Lava Bear Films
- Founded: 2011; 15 years ago
- Founder: David Linde
- Headquarters: Los Angeles, California, U.S.

= Lava Bear Films =

Film production company

Lava Bear Films is a production and film financing company producing three to five projects annually that are specifically designed for the global marketplace. The company was founded in 2011 by David Linde who was CEO until October 2015. Lava Bear's development slate is overseen by Tory Metzger, president and partner of Lava Bear, with Linde's support.

The company's creative partners include David S. Goyer, David Michôd, Guillermo del Toro, Shawn Levy, Denis Villeneuve, Zhang Yimou, and Alfonso and Jonás Cuarón, among others.

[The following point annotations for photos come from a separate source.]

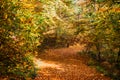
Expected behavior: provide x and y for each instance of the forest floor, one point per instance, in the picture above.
(66, 64)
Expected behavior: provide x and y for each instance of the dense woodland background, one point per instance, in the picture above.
(27, 27)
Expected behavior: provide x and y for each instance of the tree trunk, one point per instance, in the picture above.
(118, 56)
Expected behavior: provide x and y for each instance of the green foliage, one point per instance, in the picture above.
(18, 38)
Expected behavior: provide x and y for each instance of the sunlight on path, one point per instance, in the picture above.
(43, 64)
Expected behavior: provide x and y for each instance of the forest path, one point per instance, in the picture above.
(65, 64)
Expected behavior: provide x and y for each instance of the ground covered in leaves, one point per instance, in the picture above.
(65, 64)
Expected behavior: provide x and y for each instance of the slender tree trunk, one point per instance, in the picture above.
(118, 55)
(99, 53)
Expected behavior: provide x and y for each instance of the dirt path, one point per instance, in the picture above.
(65, 64)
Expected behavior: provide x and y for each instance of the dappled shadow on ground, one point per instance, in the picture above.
(65, 64)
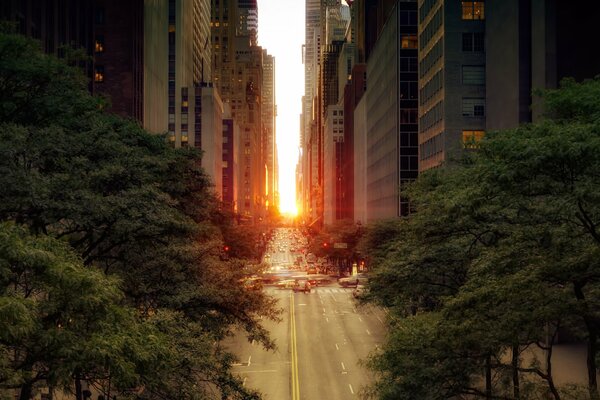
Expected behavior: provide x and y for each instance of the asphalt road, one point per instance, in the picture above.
(321, 339)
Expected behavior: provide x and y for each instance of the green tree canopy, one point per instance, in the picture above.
(504, 250)
(141, 217)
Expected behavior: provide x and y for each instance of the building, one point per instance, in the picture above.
(480, 62)
(230, 151)
(237, 68)
(269, 112)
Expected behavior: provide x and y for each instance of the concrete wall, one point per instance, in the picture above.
(212, 136)
(360, 160)
(155, 66)
(382, 125)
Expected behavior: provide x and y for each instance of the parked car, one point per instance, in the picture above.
(286, 284)
(302, 286)
(353, 281)
(358, 291)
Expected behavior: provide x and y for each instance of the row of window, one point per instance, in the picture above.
(473, 107)
(471, 138)
(408, 41)
(436, 52)
(434, 85)
(408, 64)
(432, 117)
(408, 116)
(409, 90)
(473, 75)
(474, 42)
(473, 10)
(432, 27)
(431, 147)
(408, 17)
(426, 8)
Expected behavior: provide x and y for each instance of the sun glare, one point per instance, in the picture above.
(283, 38)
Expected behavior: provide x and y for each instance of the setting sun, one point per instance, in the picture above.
(284, 37)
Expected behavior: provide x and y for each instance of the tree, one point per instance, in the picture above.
(134, 211)
(504, 248)
(59, 318)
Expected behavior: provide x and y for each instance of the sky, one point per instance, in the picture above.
(281, 32)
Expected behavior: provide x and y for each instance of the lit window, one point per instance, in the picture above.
(473, 10)
(471, 139)
(473, 107)
(473, 74)
(99, 74)
(474, 42)
(99, 45)
(409, 41)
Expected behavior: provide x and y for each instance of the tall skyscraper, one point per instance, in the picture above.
(237, 67)
(269, 128)
(480, 62)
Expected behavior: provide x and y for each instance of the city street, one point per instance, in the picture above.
(321, 339)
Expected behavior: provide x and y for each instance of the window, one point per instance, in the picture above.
(472, 138)
(473, 107)
(99, 16)
(473, 75)
(473, 42)
(99, 45)
(99, 74)
(409, 41)
(473, 10)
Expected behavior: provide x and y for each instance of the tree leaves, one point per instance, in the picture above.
(503, 249)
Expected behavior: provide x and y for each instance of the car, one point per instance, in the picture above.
(353, 281)
(286, 284)
(358, 291)
(302, 286)
(311, 270)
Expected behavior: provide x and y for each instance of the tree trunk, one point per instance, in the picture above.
(515, 367)
(591, 362)
(592, 346)
(26, 390)
(488, 377)
(78, 391)
(549, 377)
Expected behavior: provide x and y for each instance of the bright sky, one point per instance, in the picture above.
(281, 32)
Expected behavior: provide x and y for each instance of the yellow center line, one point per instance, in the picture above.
(294, 363)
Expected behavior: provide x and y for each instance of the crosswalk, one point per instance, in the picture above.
(332, 290)
(319, 289)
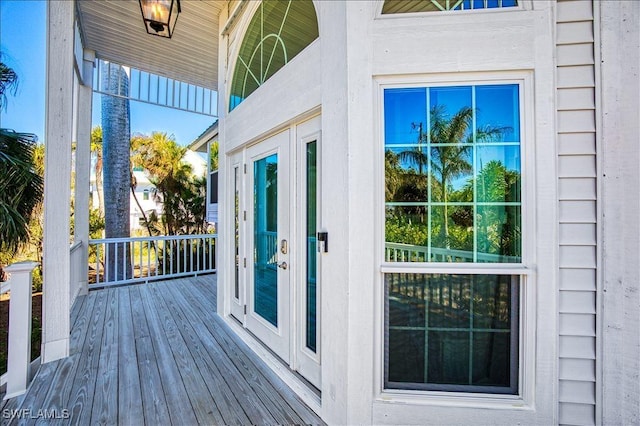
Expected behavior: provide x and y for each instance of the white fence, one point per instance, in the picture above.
(396, 252)
(19, 336)
(116, 261)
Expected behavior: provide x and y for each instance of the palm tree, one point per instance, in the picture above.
(449, 153)
(8, 82)
(21, 188)
(116, 136)
(96, 150)
(21, 183)
(161, 156)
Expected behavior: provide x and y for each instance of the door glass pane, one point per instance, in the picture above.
(311, 245)
(236, 214)
(265, 193)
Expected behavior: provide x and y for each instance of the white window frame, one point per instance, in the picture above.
(523, 399)
(522, 5)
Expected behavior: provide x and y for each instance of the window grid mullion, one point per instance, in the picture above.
(426, 329)
(471, 291)
(475, 177)
(429, 173)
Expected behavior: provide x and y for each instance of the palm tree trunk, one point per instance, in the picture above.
(99, 185)
(116, 136)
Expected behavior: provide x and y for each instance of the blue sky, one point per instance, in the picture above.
(22, 42)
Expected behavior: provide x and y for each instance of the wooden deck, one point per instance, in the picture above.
(156, 354)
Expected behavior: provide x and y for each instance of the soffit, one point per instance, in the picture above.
(115, 31)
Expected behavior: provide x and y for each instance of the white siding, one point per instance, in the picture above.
(577, 193)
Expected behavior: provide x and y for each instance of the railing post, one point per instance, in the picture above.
(19, 354)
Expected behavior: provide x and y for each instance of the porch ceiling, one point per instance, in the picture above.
(114, 29)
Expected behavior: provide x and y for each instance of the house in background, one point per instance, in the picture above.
(203, 144)
(427, 209)
(144, 191)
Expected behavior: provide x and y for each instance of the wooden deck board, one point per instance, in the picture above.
(158, 354)
(130, 396)
(223, 399)
(154, 403)
(180, 410)
(245, 361)
(202, 403)
(83, 387)
(223, 371)
(105, 404)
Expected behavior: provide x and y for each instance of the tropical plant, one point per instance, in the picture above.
(116, 167)
(449, 155)
(96, 152)
(21, 188)
(182, 195)
(8, 82)
(213, 155)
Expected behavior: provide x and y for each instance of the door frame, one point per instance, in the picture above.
(298, 135)
(277, 337)
(305, 361)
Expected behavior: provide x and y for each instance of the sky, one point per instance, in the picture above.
(23, 47)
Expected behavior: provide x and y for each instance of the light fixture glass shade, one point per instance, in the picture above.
(160, 16)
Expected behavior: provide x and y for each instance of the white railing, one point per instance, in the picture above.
(115, 261)
(78, 271)
(19, 336)
(397, 252)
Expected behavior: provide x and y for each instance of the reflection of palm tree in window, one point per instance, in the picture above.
(449, 153)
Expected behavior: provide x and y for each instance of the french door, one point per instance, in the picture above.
(275, 285)
(267, 232)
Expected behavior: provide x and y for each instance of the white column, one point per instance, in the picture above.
(19, 353)
(59, 133)
(620, 155)
(83, 169)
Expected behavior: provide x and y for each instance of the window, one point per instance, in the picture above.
(412, 6)
(279, 30)
(452, 196)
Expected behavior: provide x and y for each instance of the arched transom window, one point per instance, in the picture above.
(278, 31)
(412, 6)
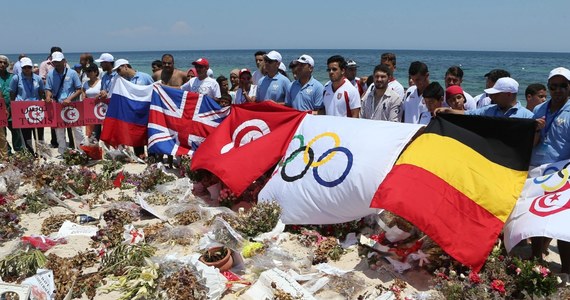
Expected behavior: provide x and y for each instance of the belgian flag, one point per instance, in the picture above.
(459, 181)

With Reliance Entertainment as its primary equity investor, Lava Bear also maintains a network of direct output partnerships in several territories around the globe with the following companies serving to complete its worldwide distribution and financing platform:

==Films in development and production==
In November 2013, Jason Zada was signed by Lava Bear and David S. Goyer to helm the Goyer-produced film The Forest starring Natalie Dormer and Michael Huisman. Focus Features picked up the North American distribution rights to the film, which acts as Zada's feature film directorial debut and was released on January 8, 2016. Lava Bear is also produced Shut In with EuropaCorp distributing worldwide and starring Naomi Watts; and on director Sammo Hung’s The Bodyguard starring Sammo Hung and Chinese superstar Andy Lau. Lava Bear is also a producer, with 21 Laps and FilmNation, on Denis Villeneuve's Arrival, starring Amy Adams, Jeremy Renner and Forest Whitaker and distributed domestically by Paramount Pictures. The company, with Esperanto Kino and Itaca Films, premiered Jonás Cuarón’s Desierto as a Special Presentation at the 2016 Toronto International Film Festival.